News - 12.12.2022

La Tunisie à la recherche de son positionnement stratégique

La Tunisie à la recherche de son positionnement stratégique

Faut-il changer d’alliances, chercher de nouveaux partenaires, trouver des ancrages plus solides et plus bénéfiques ? Le questionnement stratégique se pose à la Tunisie, dans ce nouveau monde qui se façonne. Comment l’aborder ? Qui doit porter cette réflexion globale et la faire aboutir ? Et aurions-nous les moyens de mettre en œuvre les nouvelles orientations ? Autant de questions qui ont bénéficié d’un débat de fond initié par le Centre tunisien des relations internationales (Ctri), présidé par Khemaies Jhinaoui. Une cinquantaine d’experts, triés sur le volet, ont été réunis en conclave, pendant deux jours, mi-novembre dernier, pour réfléchir sur le positionnement stratégique de la Tunisie. Quatre thèmes ont été retenus pour cette première session appelée à se poursuivre en d’autres éditions sur un an : la géostratégie, l’économie, l’énergie, l’eau et le climat, et la sécurité.

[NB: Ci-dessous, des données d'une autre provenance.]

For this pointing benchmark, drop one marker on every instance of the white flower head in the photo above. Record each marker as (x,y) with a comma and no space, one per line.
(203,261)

La qualité des participants et leur diversité (économistes, diplomates, chefs d’entreprise, anciens militaires, chercheurs universitaires, etc.) a enrichi les débats. La nécessité d’élaborer une vision globale et de réunir en sa faveur un large consensus s’est imposée en filigrane des différentes interventions. Mais, quelle vision ?

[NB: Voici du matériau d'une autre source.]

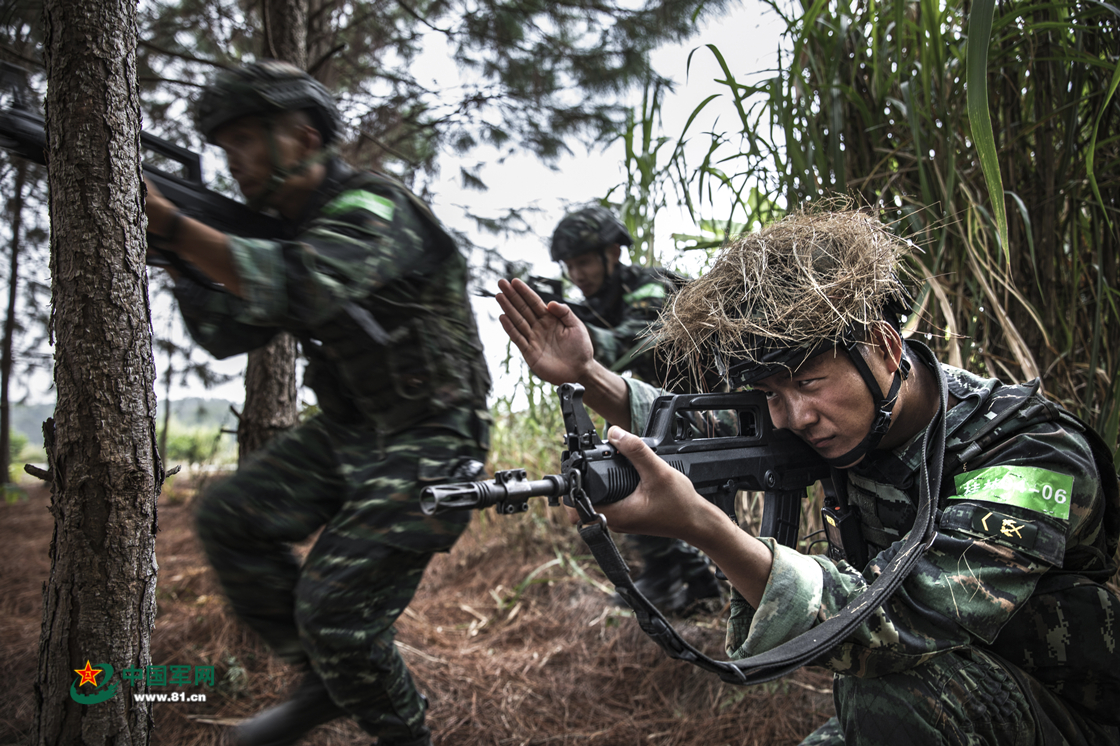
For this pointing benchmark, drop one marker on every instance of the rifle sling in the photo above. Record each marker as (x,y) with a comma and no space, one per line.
(813,643)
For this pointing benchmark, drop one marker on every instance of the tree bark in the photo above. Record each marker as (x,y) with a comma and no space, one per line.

Les constats sont convergents. Jadis à l’avance par rapport à tous les pays du Maghreb, la Tunisie n’y est plus. L’indépendance et le développement avaient constitué, sous l’impulsion de Bourguiba, les déterminants, plébiscités, de son positionnement initial marqué par une alliance totale avec les Etats-Unis d’Amérique et des positions sur la question palestinienne, différent de celui d’autres pays arabes. Ben Ali maintiendra le même cap avant de céder à la gestion de dissidences intérieures. La Tunisie sera à la Une en 2011. Mais son dividende démocratique finira par s’éroder. Le pays, tiraillé de toutes parts, semble fatigué, montrant une incapacité à mettre de l’ordre dans ses finances, et donnant l’impression que la démocratie n’est pas faite pour les pays arabes.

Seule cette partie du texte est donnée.